Il titolo, riecheggiando la festa di San Valentino che caratterizza il mese di febbraio, è stato lasciato volutamente senza accento: da un lato, infatti, si riferisce a tutti noi che siamo innamoràti dell’Arte; dall’altro è un invito a innamorarsi delle cose artistiche, del bello. Questa mostra dà l’occasione per riaprire dopo la pausa invernale con un allestimento vivace e allegro, nel quale nuove ceramiche di Campi e Voghera e di Tirassa si accostano alle creazioni in carta di Fissore, le recenti opere “Corazon” di Coco Cano dialogano con i personaggi in cerca d’amore delle xilografie giapponesi di Cozzolino; le vanitose borsette di Ipazia dallo stile retrò si alternano ai quadri dal tratto contemporaneo di Mirandola. Il tutto in una vera e propria festa dell’Arte, ricca di gioia, che vuole in qualche modo annunciare la Primavera che si spera non tardi ad arrivare.

Dal 9 al 24 Febbraio 2012 presso Evvivanoè Esposizioni d’Arte, Cherasco, Cuneo.
Cliccate sull’immagine (Coco Cano, Corazon) per visitare il sito web della galleria, ed avere ogni ulteriore dettaglio sull’evento.

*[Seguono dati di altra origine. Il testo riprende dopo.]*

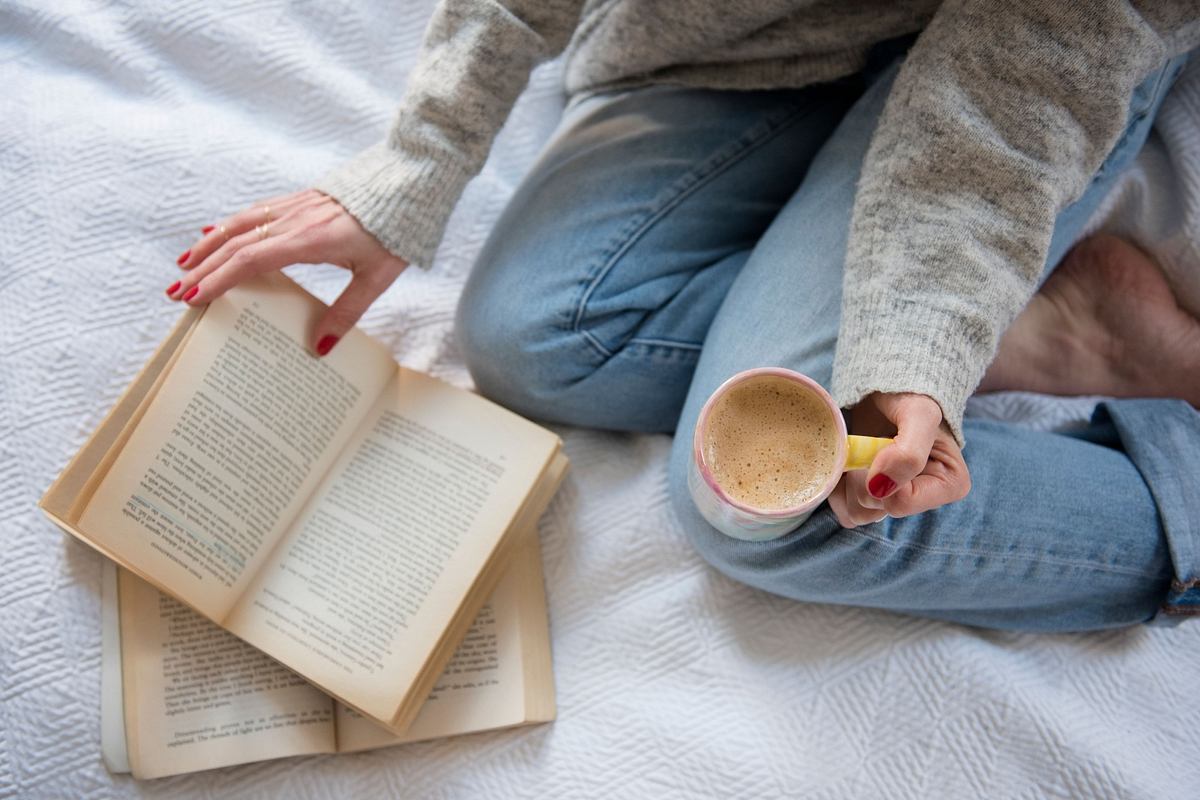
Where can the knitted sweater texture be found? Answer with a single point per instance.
(1002, 113)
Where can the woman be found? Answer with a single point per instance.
(736, 188)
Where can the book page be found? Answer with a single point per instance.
(112, 697)
(483, 686)
(382, 559)
(238, 437)
(198, 697)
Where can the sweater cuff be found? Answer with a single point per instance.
(401, 200)
(900, 346)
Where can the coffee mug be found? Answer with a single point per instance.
(768, 447)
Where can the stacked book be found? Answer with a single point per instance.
(316, 554)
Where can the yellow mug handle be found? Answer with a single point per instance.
(861, 451)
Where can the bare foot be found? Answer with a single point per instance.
(1104, 323)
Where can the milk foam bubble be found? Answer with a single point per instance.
(771, 443)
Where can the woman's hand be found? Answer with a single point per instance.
(922, 470)
(301, 228)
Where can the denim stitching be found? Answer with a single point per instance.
(1135, 119)
(665, 343)
(1006, 557)
(687, 185)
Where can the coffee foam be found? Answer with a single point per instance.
(771, 443)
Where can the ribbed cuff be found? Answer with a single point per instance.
(401, 200)
(897, 346)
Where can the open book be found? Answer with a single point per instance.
(343, 515)
(181, 695)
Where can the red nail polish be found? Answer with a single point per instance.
(325, 344)
(881, 486)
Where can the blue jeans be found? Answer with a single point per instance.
(669, 238)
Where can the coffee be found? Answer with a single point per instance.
(771, 443)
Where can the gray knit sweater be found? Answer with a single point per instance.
(1001, 114)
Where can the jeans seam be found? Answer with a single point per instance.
(1135, 118)
(1006, 557)
(664, 343)
(687, 185)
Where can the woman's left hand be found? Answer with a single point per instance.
(922, 469)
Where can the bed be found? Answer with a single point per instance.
(126, 127)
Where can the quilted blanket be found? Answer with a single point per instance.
(124, 127)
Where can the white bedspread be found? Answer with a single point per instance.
(126, 127)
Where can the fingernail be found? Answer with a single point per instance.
(325, 344)
(881, 486)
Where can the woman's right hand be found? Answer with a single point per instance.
(303, 228)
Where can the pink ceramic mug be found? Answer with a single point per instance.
(742, 521)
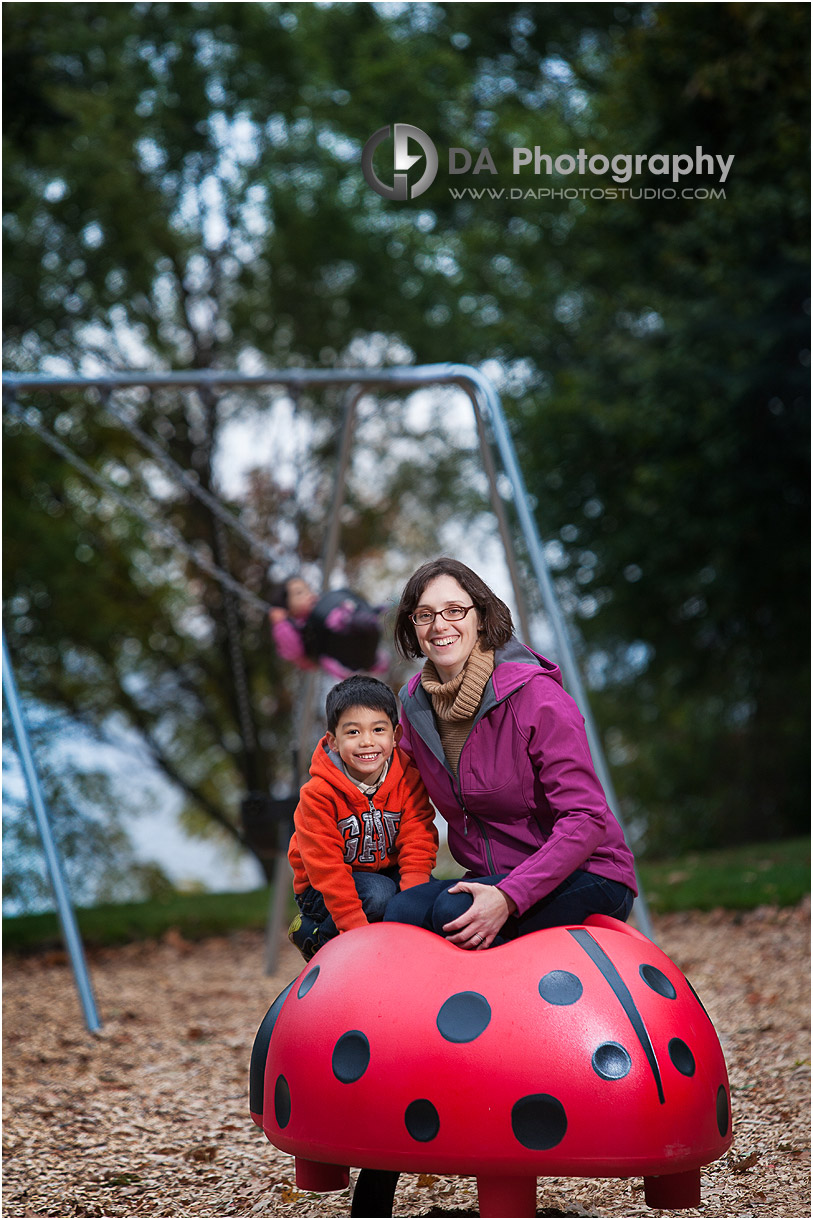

Constant Dullaart, web-artista sovversivo

Constant Dullaart è un giovane artista olandese (è del 1979) il quale, dopo un inizio di ricerca artistica fondata sul video, si sta distinguendo per la sua opera di reinterpretazione, modifica e sotto molti aspetti di sovversione dei linguaggi, degli stili e degli “status symbol” di internet.
Ottimo esempio di tale suo lavoro è fornito dalla serie di “opere” on line con le quali gioca sulla struttura classica e istituzionale di Google, sovvertendone la sicura plasticità con intuizioni tanto semplici quanto significative e divertenti, ma anche capaci di far riflettere sul senso e sul valore della presenza della rete e dei suoi capisaldi nel nostro vivere quotidiano contemporaneo. Se cliccate sull’immagine qui accanto, capirete bene ciò che voglio dire (ma guardate anche qui o qui. E sul web ne trovate altre…).
Non oso dire che questa sia arte nell’accezione solita, ma di sicuro la sua visualità attrae l’attenzione e dona interessanti spunti di riflessione, ovvero ciò che l’arte contemporanea può e sa fare.
Dategli un occhio, credo ne valga la pena.